15 Employees - Jurisdictional or Does It Go to the Merits?
Posted
2:24 PM
by Michael Fox
Whether an employer defendant under Title VII has 15 employees can, depending on the circuit in which the case is being tried, be either a factual question that the plaintiff must establish as part of the case on the merits, or a jurisdictional question, which can derail the entire proceeding when raised at any time. Although one gathers perhaps not too keenly, the most recent iteration from New Orleans is that current 5th Circuit precedent makes it a jurisdictional issue. That means that a post-jury verdict by the defendant that the court lacked subject matter jurisdiction had to be heard, and when the court agreed, the case dismissed for lack of subject matter jurisdiction. Arbaugh v. Y & H Corporation, d/b/a The Moonlight Cafe (5th Cir. 8/2/04) [pdf].
To get there the Court had to wade through two thorny factual issues: (i) whether or not delivery drivers were employees or independent contractors under the economic realities test used to determine employee status for Title VII purposes, and (ii) whether under last year's Supreme Court decision in Clackamas Gastroenterology Associates., P.C. v. Wells, 538 U.S. 440(2003) the two owners of the corporation and their wives should be counted as part of the statutory 15. The answers, to the dismay of the plaintiff and her counsel who had obtained a favorable jury verdict, were: independent contractors and no. The bottom line, case dismissed - no subject matter jurisdiction.

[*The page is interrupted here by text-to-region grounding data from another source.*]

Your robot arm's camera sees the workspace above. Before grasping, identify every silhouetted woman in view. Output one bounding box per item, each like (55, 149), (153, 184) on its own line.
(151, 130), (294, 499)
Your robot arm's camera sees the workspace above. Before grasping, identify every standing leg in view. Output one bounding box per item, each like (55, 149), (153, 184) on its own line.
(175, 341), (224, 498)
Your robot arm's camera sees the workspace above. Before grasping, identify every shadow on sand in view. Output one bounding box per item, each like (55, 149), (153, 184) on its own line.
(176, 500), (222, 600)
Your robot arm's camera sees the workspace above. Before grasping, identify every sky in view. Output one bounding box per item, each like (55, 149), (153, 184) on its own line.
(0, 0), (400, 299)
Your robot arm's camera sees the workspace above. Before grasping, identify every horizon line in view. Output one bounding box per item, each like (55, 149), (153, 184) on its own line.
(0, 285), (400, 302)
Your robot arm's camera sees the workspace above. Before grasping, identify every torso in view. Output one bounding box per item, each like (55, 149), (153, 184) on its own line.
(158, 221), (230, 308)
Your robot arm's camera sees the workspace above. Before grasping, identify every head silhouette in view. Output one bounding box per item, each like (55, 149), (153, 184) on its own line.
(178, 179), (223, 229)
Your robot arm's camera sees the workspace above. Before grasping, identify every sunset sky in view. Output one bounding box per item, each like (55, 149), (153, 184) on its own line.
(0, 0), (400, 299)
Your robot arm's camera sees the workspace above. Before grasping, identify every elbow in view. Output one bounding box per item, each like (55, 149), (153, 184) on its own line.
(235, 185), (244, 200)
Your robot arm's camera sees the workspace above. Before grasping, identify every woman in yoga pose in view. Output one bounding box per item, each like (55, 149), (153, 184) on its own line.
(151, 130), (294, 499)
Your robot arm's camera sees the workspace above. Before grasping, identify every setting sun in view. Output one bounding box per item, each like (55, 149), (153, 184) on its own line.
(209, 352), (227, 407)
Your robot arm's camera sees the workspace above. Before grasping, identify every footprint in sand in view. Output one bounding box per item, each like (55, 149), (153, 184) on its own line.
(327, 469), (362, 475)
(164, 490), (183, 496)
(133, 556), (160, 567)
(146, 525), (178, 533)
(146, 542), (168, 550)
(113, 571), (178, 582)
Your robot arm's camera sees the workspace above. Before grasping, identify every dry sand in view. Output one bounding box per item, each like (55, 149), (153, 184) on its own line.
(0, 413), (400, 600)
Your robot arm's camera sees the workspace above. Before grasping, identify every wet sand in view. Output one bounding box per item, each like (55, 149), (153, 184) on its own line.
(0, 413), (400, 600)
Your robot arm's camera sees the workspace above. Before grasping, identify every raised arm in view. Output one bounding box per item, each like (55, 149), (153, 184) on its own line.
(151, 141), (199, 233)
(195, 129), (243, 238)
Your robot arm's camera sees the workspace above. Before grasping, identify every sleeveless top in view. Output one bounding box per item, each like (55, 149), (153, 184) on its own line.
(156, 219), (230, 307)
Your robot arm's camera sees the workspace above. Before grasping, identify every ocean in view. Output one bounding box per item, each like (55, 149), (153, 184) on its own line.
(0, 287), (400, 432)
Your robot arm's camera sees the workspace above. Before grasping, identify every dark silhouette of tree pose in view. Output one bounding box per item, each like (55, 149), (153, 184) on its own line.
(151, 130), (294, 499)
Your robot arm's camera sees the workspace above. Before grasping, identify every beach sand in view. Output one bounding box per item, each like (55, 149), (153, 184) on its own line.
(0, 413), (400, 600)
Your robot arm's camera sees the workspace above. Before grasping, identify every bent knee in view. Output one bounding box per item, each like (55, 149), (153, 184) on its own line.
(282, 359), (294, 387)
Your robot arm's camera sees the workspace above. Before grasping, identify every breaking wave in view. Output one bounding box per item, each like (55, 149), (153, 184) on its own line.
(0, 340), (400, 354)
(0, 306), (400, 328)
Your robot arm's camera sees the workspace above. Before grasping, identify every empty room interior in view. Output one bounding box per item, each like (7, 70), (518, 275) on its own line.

Several other circuits would at least go the other way on the basic issue of whether the 15 employee limit is jurisdictional, so it could be that this might see the light of day in the Supreme Court.
If you are a New Orleans fan, you might know The Moonlight Cafe, famous either as a favorite writing place of emergency room doc/author Dean Paschal, the best burger in New Orleans, or of course a Garden District favorite, which according to Gambit Weekly's restaurant guide "comes to the rescue of many a night owl, delivering barbecue ribs, cheese fries, gyros, burgers, salads, po-boys and even steaks into the wee hours. " Delivering, but not, as now certified by the 5th Circuit, with their own employees.